Contracts should also be considered. Agreements with customers, suppliers, landlords and lenders cannot simply be moved to the new entity, it is important these are reviewed before restructuring your business.
Regulatory & Licensing Issues – Regulatory requirements vary significantly by sector and jurisdiction, and in some sectors, you cannot legally trade without first obtaining formal approval from a regulator. Even if your business is fully compliant in the UK, that status does not automatically carry over. You may need to apply for fresh approvals, satisfy new capital requirements, appoint locally resident directors or demonstrate compliance with local standards before you can begin trading.
Banking & Financial Infrastructure – Establishing a new overseas company will usually require opening local bank accounts in that jurisdiction, however it’s important to note that this does not by itself change a company’s tax residency.
Businesses should also plan for payment processing, payroll, currency management and accounting systems to ensure continuity and prevent disruption during the transition.
Be aware of the tax implications
Tax is often one of the drivers behind a decision to relocate, but from a legal perspective the key point is understanding where a business will be regarded as resident for tax purposes. This is not determined solely by where a company is incorporated, but by where its central management and control is exercised in practice.
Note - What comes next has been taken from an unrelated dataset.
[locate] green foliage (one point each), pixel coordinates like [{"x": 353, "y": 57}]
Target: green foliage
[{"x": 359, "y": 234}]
If strategic decisions continue to be made in the UK, there is a risk that the business could still be treated as UK tax resident, even if a new overseas entity is established. It is also important to consider whether a double taxation agreement (DTA) exists between the two relevant countries, the UK has DTAs with many countries which you can find here. DTAs are designed to prevent the same profits from being taxed twice, so proper planning and utilisation of these agreements is essential.
Relocation can also have wider tax consequences that need to be factored into the overall legal planning. The transfer or disposal of business assets, including intellectual property, may trigger Capital Gains Tax, and VAT obligations can continue where a business maintains UK trading activity. However, if you are relocating the business and selling goods and services abroad you may need to register and account for VAT in the new country. VAT regimes vary significantly between countries so understanding these rules in advance is essential to ensure ongoing compliance and to avoid unexpected penalties.
Employment and HR
Relocating a business does not automatically require all employees to move. Many businesses keep a UK entity or branch employing UK-based staff, or employ UK staff to support overseas operations (e.g. sales, admin, management), even where the main trading company is abroad.
If hiring employees in the new jurisdiction it’s important to research the local employment rules on contracts as well as social security contributions (e.g., similar to the UK’s National Insurance Contributions), pension obligations and other statutory benefits, such as holidays entitlements, and other care leave.
In rare circumstances where they may move new local employment contracts may be required for overseas operations. If employees are not relocating, redundancy liabilities may occur, including notice pay and statutory redundancy payments.
For some business owners, relocating a business overseas can offer new and attractive opportunities that can support long-term growth. However, the process involves navigating a complex web of rules and regulations.
The most successful relocations are those approached strategically. Business owners should consider commercial objectives, review the legal and governance implications, and the tax impact in both locations and before any formal steps are taken.